Pero cuando los pulmones de muchos de los afectados por COVID-19 se van llenando con una especie de masa que poco a poco los va bloqueando, impidiendo la respiración y por tanto la oxigenación de la sangre, y que finalmente les causa la muerte, ese fenómeno está causado por los macrófagos, un tipo de células del sistema inmune que han proliferado y han acudido en avalancha a los pulmones por las órdenes que reciben de la tormenta de citoquinas.

Ahora bien: si muchos enfermos de COVID-19 no mueren directamente a causa del coronavirus, sino de su propia respuesta inmune descontrolada, ¿por qué son sobre todo los ancianos los que mueren, y no los jóvenes como en la gripe del 18? Aún no hay respuesta para esto. Se han apuntado posibles hipótesis, como que la inmunidad provocada por este virus afecte más a las personas mayores con un sistema inmune más entrenado en la respuesta a infecciones, mientras que el de los niños es aún demasiado inmaduro para responder fuertemente. Un estudio en China encontró que el 30% de las personas testadas que habrían sufrido enfermedad leve de coronavirus, sobre todo los menores de 40 años, no parecían tener anticuerpos contra el virus en la sangre. Aunque esto no descarta la respuesta de estas personas por otros mecanismos inmunitarios alternativos, el extraño dato sugiere que la inmunidad disparada por este virus es compleja.

Todo lo anterior lleva a dos conclusiones. Primera: a pesar de que las esperanzas a corto plazo del público en general parecen depositadas en los antivirales, la utilidad de estas armas siempre será limitada; salvo enormes sorpresas, los científicos piensan que esta no va a ser la solución que salve de la muerte a los ya muy enfermos. Imaginemos que un intruso invade nuestra casa. Cuando nos enteramos, nuestro interés es expulsar al intruso. Pero si este prende fuego a la casa, nuestro objetivo cambia: ya no es expulsar al intruso, sino apagar el fuego, porque de lo contrario nos quedaremos sin casa, con o sin intruso. Los antivirales, si se encuentran, servirán a las personas con síntomas leves, pero no van a salvar a los enfermos que ya están en estado crítico.

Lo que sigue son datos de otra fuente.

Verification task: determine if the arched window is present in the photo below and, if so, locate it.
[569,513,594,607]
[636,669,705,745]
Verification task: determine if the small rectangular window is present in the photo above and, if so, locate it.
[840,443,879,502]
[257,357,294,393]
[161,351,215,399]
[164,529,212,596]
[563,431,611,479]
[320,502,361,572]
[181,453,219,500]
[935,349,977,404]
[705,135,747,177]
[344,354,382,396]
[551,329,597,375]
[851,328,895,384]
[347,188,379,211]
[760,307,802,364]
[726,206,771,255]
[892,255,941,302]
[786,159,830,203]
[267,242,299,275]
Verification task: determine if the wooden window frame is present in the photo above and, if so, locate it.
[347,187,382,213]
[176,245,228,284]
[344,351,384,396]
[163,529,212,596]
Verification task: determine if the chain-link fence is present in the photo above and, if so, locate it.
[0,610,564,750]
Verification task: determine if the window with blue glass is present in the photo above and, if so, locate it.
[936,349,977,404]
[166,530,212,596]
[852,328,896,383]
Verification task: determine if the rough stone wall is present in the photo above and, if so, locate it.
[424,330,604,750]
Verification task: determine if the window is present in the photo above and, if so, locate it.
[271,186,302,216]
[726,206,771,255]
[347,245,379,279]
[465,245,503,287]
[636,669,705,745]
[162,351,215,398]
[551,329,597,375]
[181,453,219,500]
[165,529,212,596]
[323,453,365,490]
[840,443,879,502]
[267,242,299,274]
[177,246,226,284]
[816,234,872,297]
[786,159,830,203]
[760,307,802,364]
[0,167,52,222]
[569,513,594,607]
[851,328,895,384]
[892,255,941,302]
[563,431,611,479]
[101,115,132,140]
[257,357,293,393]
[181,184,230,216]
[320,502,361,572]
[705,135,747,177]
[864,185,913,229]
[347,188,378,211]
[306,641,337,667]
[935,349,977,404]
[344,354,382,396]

La segunda conclusión es que la salvación de estos enfermos podría estar en deprimir el sistema inmune, atajando la perniciosa tormenta de citoquinas y manteniendo los pulmones operativos y el organismo estable hasta que su cuerpo se libre del virus. Y en efecto, este es uno de los enfoques que actualmente se están probando en la lucha contra la pandemia, y que entronca con lo que esta semana explicaba en la revista Science la inmunóloga Janelle Ayres, del Instituto Salk de EEUU, en el que es quizá el artículo más importante que hasta ahora se ha escrito sobre el coronavirus: la investigación terapéutica contra estos patógenos debería cambiar de enfoque, abandonar la lucha contra el virus y centrarse en la salvación del organismo para tolerar la enfermedad hasta que esta remita.

Pero como veremos mañana, esto no es tan sencillo, puesto que la frontera entre dejar al cuerpo con defensas reducidas para contener la tormenta y dejar al cuerpo sin defensas con las que luchar contra las infecciones es una línea muy tenue que no conviene traspasar.